Den extremen Temperaturen will der AfD-Chef mit Anpassungsmaßnahmen begegnen. Man brauche "Klimaanlagen für alle", erforderlich seien auch Kühlzonen. Der Wald in Deutschland müsse zum Beispiel wieder aufgeforstet werden, auch das Roden von Waldstücken für Windkraftanlagen müsse ausgesetzt, beziehungsweise dürfe nicht mehr genehmigt werden.

Mit Blick auf eine mögliche Regierungsübernahme der AfD bei der Landtagswahl in Sachsen-Anhalt sagte der AfD-Chef, Spitzenkandidat Ulrich Siegmund solle allein entscheiden, wie er regieren wolle.
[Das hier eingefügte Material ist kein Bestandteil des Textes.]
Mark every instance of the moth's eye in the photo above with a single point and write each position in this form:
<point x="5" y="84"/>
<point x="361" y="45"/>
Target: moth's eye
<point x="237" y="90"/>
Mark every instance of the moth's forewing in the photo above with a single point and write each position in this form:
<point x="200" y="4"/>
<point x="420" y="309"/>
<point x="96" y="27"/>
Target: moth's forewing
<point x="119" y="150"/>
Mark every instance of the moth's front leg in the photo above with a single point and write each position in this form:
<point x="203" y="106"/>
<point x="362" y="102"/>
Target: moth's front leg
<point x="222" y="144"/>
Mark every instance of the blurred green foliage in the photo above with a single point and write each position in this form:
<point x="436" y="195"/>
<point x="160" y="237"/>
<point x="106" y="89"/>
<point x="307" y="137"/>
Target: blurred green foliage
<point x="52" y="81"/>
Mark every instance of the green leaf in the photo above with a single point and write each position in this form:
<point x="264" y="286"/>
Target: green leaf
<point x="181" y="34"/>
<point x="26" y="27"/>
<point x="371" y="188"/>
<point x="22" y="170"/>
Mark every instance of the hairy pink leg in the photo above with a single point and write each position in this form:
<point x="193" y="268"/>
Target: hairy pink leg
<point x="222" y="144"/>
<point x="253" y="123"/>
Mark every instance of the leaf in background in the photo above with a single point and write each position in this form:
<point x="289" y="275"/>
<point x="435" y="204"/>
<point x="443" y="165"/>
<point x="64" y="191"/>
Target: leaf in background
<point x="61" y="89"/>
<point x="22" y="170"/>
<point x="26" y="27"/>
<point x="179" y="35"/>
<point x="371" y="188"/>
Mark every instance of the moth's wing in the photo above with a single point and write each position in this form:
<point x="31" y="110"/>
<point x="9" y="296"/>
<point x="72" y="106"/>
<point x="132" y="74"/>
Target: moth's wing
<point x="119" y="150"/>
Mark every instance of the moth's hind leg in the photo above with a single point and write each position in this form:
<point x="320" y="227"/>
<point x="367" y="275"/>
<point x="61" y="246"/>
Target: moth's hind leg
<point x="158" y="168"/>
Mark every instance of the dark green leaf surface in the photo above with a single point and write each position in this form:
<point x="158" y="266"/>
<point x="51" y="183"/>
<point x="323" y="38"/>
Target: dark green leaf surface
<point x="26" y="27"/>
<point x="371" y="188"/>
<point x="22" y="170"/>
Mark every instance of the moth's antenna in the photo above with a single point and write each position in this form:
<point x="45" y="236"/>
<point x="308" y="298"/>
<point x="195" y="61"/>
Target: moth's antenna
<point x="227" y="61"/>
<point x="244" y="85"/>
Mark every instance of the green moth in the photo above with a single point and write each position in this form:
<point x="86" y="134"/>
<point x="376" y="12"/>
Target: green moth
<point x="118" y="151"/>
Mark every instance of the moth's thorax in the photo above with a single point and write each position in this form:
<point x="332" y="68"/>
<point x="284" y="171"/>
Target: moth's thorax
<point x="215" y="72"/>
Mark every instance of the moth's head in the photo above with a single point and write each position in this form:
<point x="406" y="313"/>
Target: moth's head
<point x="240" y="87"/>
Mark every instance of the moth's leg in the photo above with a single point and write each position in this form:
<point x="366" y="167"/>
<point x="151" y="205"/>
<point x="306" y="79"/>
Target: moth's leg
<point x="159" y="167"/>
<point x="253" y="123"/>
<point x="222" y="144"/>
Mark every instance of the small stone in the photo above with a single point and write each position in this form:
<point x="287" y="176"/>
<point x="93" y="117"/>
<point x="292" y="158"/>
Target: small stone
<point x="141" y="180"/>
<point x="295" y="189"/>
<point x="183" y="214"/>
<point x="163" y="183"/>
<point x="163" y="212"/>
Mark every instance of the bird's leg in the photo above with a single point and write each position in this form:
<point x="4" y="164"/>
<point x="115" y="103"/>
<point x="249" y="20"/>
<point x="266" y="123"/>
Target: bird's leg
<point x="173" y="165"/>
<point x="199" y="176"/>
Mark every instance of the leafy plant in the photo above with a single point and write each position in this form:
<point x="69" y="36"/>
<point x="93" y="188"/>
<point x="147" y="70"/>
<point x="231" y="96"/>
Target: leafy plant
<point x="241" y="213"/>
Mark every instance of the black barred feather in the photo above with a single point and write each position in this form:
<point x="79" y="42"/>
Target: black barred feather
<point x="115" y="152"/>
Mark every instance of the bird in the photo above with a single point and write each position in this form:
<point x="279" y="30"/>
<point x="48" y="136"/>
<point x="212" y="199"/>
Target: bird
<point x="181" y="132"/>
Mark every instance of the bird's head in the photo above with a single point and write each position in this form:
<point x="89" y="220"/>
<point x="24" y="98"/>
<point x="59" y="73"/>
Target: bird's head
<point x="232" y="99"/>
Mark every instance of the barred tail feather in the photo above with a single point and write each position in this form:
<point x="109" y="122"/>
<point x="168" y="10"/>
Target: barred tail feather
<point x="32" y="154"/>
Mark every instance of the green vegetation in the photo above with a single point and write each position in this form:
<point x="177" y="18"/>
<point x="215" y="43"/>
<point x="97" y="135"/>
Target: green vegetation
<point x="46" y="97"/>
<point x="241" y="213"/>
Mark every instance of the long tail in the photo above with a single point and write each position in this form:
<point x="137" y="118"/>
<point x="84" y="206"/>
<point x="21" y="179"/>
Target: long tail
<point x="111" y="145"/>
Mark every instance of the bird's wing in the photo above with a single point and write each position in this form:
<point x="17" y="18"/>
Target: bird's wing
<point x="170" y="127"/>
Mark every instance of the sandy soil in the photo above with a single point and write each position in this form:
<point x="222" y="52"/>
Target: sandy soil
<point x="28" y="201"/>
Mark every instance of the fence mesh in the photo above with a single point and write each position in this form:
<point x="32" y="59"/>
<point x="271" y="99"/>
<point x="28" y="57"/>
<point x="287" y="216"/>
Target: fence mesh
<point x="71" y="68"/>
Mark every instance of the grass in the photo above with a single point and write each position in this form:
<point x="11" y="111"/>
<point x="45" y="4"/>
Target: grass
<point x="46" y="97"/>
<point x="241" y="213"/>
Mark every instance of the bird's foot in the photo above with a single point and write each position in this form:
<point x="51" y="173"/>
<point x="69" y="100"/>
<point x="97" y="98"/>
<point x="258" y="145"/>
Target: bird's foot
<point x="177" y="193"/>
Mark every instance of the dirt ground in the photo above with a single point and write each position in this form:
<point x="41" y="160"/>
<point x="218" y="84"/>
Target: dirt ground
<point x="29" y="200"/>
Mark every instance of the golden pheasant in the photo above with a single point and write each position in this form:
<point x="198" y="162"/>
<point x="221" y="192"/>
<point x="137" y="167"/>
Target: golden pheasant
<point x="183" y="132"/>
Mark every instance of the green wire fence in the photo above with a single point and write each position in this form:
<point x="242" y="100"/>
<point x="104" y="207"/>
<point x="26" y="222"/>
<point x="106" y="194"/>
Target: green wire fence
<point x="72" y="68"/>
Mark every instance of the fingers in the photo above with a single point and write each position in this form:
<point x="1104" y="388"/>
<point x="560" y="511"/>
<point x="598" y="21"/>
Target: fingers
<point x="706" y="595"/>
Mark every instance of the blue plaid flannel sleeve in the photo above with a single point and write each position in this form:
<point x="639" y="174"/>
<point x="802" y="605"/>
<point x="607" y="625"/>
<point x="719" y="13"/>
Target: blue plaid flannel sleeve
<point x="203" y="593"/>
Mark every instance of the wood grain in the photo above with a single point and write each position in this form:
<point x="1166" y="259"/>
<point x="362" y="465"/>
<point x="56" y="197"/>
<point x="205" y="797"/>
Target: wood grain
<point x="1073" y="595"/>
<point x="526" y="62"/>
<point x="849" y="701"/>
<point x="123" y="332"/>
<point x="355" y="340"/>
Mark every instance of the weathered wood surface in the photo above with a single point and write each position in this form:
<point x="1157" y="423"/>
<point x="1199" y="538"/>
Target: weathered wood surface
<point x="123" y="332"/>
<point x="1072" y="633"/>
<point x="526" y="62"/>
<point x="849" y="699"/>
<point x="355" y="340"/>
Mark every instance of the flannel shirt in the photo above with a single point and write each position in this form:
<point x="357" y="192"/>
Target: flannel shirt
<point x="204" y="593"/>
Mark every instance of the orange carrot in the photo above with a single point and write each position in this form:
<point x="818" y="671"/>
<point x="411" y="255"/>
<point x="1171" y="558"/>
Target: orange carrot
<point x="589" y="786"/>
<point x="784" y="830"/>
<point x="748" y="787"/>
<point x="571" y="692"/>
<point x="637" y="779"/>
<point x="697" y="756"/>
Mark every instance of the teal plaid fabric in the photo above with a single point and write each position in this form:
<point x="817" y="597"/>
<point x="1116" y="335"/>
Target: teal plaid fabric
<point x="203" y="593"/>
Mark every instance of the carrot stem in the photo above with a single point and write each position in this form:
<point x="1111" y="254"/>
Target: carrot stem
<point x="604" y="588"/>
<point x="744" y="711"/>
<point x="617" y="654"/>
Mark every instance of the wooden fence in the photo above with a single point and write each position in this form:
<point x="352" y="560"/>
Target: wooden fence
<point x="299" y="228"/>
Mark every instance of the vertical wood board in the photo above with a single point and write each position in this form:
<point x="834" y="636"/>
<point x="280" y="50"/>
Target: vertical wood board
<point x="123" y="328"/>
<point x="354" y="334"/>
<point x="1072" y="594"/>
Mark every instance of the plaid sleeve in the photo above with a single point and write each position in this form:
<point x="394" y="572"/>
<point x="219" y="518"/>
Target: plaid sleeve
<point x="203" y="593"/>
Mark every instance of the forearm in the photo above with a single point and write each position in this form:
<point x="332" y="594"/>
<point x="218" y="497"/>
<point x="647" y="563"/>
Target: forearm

Der Bundesvorstand werde sich in diese Frage nicht einmischen. Nach der Wahl werde man sehen, wie die Mehrheitsverhältnisse seien. Für die AfD sei das Ziel die absolute Mehrheit, man werde aber allen Parteien die Hand reichen. "Wir laden alle ein, die es mit Deutschland gut meinen." Siegmund hatte es zuletzt abgelehnt, sich im Zweifel mithilfe des BSW zum Ministerpräsidenten wählen zu lassen.

Chrupalla hält den Vorschlag der AfD Sachsen-Anhalt, eine Bürgerwacht einzurichten, für sinnvoll. Das müsse koordiniert werden, und es brauche eine Aufsicht. Die Voraussetzung, Mitglied der Bürgerwacht zu sein, sei ein sauberes Führungszeugnis, so Chrupalla im ARD-Sommerinterview. Aber eine Bürgerwacht müsse möglich sein, solange die Polizei personell zu schlecht ausgestattet sei. In anderen Ländern gebe es das auch.

Gewerkschaften wie die Deutsche Polizeigewerkschaft sehen solche Pläne allerdings kritisch. Der Landesvorsitzende in Sachsen-Anhalt, Olaf Sendel, warnt, dass der "Weg zu Selbstjustiz dann nicht weit sei - und sei es auch nur aus mangelnder Professionalität im Übereifer." Chrupalla wies das zurück. Man habe heute schon eine Reihe privater Sicherheitsfirmen, die auf Festen für Ordnung und Sicherheit sorgten, weil die Polizei das nicht mehr leisten könne.